I see what you mean but nothing clickable in there.

I'd almost have to agree with Pada in a way.
It was fun at first but it gets old after so many posts.

The old system worked fine as well.


----------



## joe macclennan (Apr 12, 2014)

I always thought ganja god was a bit pretentious


----------



## Nutes and Nugs (Apr 12, 2014)

joe macclennan said:


> I always thought ganja god was a bit pretentious


Ja, for a new user to totally trust that title would end up in disarray.


----------



## ProHuman (Apr 15, 2014)

vostok said:


> not to be awkward, perhaps a notion that one can opt out, ie, non of the above, rather a Plant be?
> Germing
> Vegging
> Budding
> ...


I like this idea.
0-100 ..............Germinating
101-419 ..........Growing
420-1000........ Flowering
1001-2000 ......Drying
2000-4190 ......Curing
4200-10000 ....Cured
10001 + ..........Ash
It applies to smokers, and is not gender specific.


----------



## vostok (Apr 15, 2014)

Ash ...lol "WE" could do a poll on this ....lol


Not ash ...perhaps Roach ....lol with a little avatar on our avatar ...lolololol !!


----------



## ProHuman (Apr 15, 2014)

Heh.. I smoke my roach up. It gets so small, I burn my fingers, then let it turn to ash.
Besides .. bongs and pipes only leave ash.
I like the avatar idea, too.

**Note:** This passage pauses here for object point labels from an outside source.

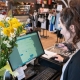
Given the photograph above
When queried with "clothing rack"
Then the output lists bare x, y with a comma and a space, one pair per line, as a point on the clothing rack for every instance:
43, 33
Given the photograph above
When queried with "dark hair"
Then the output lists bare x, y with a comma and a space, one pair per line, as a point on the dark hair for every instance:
70, 16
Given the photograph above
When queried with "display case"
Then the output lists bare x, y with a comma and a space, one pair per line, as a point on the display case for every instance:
21, 10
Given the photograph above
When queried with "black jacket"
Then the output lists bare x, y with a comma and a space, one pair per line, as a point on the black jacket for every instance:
72, 71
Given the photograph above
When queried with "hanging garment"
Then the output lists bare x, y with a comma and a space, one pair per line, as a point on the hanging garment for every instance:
51, 26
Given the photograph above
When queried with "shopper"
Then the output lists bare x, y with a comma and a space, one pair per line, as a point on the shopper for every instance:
70, 24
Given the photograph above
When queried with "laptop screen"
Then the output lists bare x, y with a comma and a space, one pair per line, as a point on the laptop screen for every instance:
29, 47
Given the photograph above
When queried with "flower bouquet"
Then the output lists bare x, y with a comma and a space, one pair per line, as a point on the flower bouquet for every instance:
10, 28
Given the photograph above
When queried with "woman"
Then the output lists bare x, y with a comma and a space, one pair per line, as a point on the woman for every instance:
70, 24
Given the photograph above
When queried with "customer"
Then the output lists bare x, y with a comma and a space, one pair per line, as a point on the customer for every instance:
70, 23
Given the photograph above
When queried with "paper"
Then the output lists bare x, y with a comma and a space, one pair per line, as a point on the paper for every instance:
21, 74
48, 54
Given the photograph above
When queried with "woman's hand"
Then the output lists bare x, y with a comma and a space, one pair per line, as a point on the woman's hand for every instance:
59, 58
62, 46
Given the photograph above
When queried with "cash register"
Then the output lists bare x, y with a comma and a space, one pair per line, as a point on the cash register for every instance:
29, 49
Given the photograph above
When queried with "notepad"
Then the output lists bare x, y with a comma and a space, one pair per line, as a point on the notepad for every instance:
48, 54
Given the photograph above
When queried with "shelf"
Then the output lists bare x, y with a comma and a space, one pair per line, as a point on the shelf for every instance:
21, 9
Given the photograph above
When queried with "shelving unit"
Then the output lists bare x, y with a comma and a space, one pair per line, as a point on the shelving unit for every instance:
21, 10
3, 7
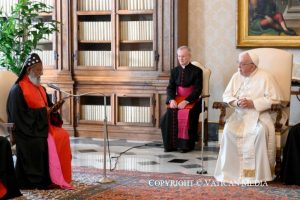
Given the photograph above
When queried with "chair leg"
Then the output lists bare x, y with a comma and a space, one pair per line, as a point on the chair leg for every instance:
278, 164
206, 132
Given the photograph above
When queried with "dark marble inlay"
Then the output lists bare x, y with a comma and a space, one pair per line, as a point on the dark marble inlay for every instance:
166, 156
207, 158
191, 166
177, 160
148, 163
87, 150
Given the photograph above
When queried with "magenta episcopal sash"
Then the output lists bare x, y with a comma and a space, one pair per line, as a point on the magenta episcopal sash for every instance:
183, 114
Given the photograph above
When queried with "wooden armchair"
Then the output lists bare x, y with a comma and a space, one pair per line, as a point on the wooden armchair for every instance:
204, 95
7, 79
279, 63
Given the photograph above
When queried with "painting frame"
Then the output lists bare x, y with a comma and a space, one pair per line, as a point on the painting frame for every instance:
243, 39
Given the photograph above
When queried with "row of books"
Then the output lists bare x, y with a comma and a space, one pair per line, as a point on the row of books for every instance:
6, 6
95, 31
47, 57
136, 58
95, 112
136, 30
94, 5
47, 2
95, 58
136, 4
134, 114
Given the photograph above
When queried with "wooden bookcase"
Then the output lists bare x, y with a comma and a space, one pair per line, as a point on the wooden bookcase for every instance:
120, 50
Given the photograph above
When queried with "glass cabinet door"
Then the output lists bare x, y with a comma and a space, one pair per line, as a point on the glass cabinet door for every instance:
134, 110
92, 108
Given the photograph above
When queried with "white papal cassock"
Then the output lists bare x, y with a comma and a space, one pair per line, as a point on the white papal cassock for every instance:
247, 151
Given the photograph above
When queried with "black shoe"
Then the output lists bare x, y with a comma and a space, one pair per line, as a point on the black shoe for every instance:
169, 150
184, 150
290, 31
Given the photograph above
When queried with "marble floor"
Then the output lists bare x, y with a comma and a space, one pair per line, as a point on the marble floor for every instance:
146, 156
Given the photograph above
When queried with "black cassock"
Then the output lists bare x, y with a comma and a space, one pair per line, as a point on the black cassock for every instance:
290, 171
7, 171
191, 75
32, 168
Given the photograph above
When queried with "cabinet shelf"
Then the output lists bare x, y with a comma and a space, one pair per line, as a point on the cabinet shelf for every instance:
135, 12
94, 13
95, 41
135, 41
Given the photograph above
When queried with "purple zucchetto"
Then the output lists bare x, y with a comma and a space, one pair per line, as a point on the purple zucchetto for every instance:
31, 60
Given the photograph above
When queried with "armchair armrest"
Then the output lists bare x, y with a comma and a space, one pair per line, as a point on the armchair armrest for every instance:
278, 108
222, 106
10, 127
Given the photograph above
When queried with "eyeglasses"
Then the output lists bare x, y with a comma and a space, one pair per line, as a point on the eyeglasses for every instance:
244, 64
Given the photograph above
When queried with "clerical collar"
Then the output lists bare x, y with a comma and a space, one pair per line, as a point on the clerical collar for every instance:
254, 72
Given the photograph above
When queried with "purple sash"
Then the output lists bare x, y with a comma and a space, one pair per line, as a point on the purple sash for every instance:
183, 114
54, 166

A little icon next to the status would be sweet.


----------



## neosapien (Apr 20, 2014)

So.... what did you think of our input?


----------



## skunkd0c (Apr 20, 2014)

New users during summer months should be given the title "Summerfag" 
This would serve as an adequate early warning system that goofiness and stupidity are soon to follow.


----------